Sunday evening and the candidates are enjoying a well deserved day off. Natasha is pounding out some Ks on the running machine – yeah – Melody is polishing her awards, Tom is tinkering away, inventing a robot girlfriend. Suddenly, two sharp raps at the front door. Tom throws a sheet over his creation and hurries to answer it.
It’s Lord Sugar, and he’s got the munchies. There are no biscuits in the kitchen so he demands the candidates make him some.
Helen has “experience in biscuits”, but who wouldn’t choose her as a team leader anyway? She just doesn’t lose. Jim is a smart cookie. He “likes Helen’s personality because she’s passive”. I feel sorry for his wife.
So Helen is Venture PM, leading Jim and Natasha. Zoe crushes Susie’s aspirations like a stale digestive. She heads up Logic with Susie, Melody and Tom.
After some experimentation, Tom the inventor introduces a focus group to a mysterious biscuit-within-a-biscuit concept, a sort of conundrum wrapped in a paradox, but with biscuits. It goes down surprisingly well.
Melody showcases her “the new popcorn” idea – balls of uncooked dough with cornflakes and bits of marshmallow stuck to them. They look like they were made by a five-year-old. The focus group looks aghast. When Tom spontaneously christens the product “Pop-squits”, they look positively horrified. Nobody wants a case of the pop-squits (or even a packet). Melody doesn’t notice. All her ideas are brilliant and everyone loves them.

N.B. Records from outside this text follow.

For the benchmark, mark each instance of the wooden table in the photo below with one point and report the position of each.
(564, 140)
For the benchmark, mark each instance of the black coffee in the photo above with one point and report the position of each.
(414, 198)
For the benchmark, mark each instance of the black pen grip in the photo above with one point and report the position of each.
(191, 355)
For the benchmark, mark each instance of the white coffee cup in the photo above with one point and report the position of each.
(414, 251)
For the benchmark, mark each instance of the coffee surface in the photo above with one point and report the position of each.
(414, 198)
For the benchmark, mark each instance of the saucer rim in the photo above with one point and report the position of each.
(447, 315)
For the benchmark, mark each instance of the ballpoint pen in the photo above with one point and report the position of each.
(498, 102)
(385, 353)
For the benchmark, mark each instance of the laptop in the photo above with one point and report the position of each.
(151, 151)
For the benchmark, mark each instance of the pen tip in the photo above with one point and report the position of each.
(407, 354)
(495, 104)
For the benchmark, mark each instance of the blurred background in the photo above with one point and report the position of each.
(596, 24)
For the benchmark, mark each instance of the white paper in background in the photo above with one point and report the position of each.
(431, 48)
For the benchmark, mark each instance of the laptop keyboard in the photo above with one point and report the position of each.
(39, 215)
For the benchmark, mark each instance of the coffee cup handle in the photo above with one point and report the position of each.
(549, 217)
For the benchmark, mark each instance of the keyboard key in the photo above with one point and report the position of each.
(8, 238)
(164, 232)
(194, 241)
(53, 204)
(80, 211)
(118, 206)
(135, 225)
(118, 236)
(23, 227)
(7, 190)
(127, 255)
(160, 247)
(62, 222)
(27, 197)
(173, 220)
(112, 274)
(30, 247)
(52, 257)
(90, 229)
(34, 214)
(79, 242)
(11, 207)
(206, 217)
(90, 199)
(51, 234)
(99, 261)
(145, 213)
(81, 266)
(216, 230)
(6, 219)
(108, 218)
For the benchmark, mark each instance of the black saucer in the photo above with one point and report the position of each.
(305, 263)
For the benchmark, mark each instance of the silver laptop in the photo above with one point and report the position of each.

Venture’s Special Stars slogan is “an anytime treat”, which confuses Natasha no end. As she tries to explain the concept to a designer, she strays into the realms of quantum physics: “Our Special Stars take away the restriction of time, so we… open up time.” Does that make sense? “Kind of,” says the designer and draws some cartoon stars with faces on. Bingo.
Back at the factory, Tom bakes Logic’s prototype biscuit to be taken out to the supermarket buyers. It’s a product of contrasts. One half is chocolate, the other half is plain. The middle tastes nice, the outside doesn’t. It’s a biscuit for people who fancy a treat but don’t really think they deserve one. Bix Mix.
The packaging is luxurious – an opulent purple box, with ribbons and everything. Pity about the stingy chocolate digestive inside.
We see “the first [exclusive] pictures” of Special Stars: round flapjacks with chocolate stars on top. They look homemade and the chocolate is about four inches thick. On the one hand, you might think these are not going to help with the child obesity crisis. On the other, the kids will probably be so hyper after eating one they’ll run around screaming for the next two hours, thus burning off all that fat. I should be doing this pitch, really.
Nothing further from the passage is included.